Nadeem A Bhat
Articles written in Journal of Earth System Science
Volume 120 Issue 5 October 2011 pp 921-932
Water samples from precipitation, glacier melt, snow melt, glacial lake, streams and karst springs were collected across SE of Kashmir Valley, to understand the hydrogeochemical processes governing the evolution of the water in a natural and non-industrial area of western Himalayas. The time series data on solute chemistry suggest that the hydrochemical processes controlling the chemistry of spring waters is more complex than the surface water. This is attributed to more time available for infiltrating water to interact with the diverse host lithology. Total dissolved solids (TDS), in general, increases with decrease in altitude. However, high TDS of some streams at higher altitudes and low TDS of some springs at lower altitudes indicated contribution of high TDS waters from glacial lakes and low TDS waters from streams, respectively. The results show that some karst springs are recharged by surface water; Achabalnag by the Bringi stream and Andernag and Martandnag by the Liddar stream. Calcite dissolution, dedolomitization and silicate weathering were found to be the main processes controlling the chemistry of the spring waters and calcite dissolution as the dominant process in controlling the chemistry of the surface waters. The spring waters were undersaturated with respect to calcite and dolomite in most of the seasons except in November, which is attributed to the replenishment of the CO2 by recharging waters during most of the seasons.

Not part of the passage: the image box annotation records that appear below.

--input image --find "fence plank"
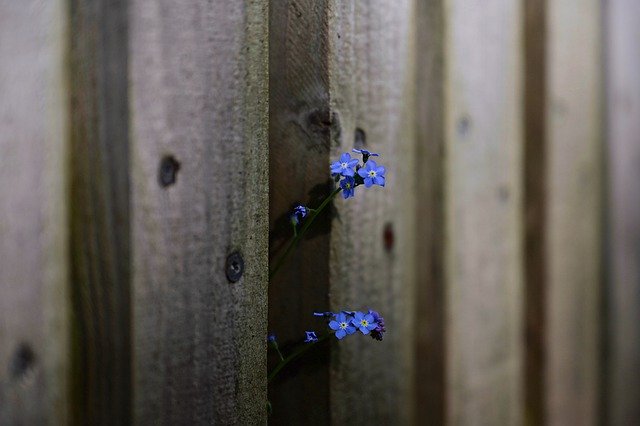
[523,0,547,425]
[329,0,416,424]
[69,0,132,425]
[0,0,70,424]
[269,0,332,425]
[545,0,602,425]
[130,0,268,424]
[445,0,523,424]
[414,0,446,425]
[605,0,640,425]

Volume 124 Issue 8 December 2015 pp 1667-1676
Water samples were collected from precipitation, streams and karst springs of the mountainous Bringi catchment of Kashmir Himalayas for major ions, stable isotopes (𝛿18O and 𝛿D) and 3H analysis. The main objective is to identify the potential recharge area for karst springs. The water in the Triassic limestone aquifer of the Bringi watershed is characterized by low levels of mineralization with TDS of the spring water samples ranging between 99 and 222 mg/l except the Kongamnag spring, which contained TDS up to 425 mg/l. As expected in an area with dominant carbonate lithology, Ca–HCO3 and Ca–Mg–HCO3 hydrochemical facies were found. Based on the amount weighed monthly averages (𝑛 = 6), the local meteoric water line (LMWL) for Bringi watershed is 𝛿D = 7.7 ×𝛿18O + 11.1 (𝑟2 = 0.99). The isotopic signature of winter precipitation is reflected in stream and spring water in late spring and is therefore, a representative of snow melting. The spring waters in September bear the 𝛿2H and 𝛿18O enriched isotopic signatures of summer rainfall. With the help of the local vertical isotopic gradient of precipitation (𝛿18O = −0.27‰ per 100 m increase in elevation), the mean elevation of precipitation that recharged the aquifer is estimated and ranges about 2500–2900 m amsl. There is a very strong correlation (𝑟2 = 0.97) between the seasonal isotope composition of streams and springs, indicating that streams and springs either share similar catchments or the springs are recharged by the streams.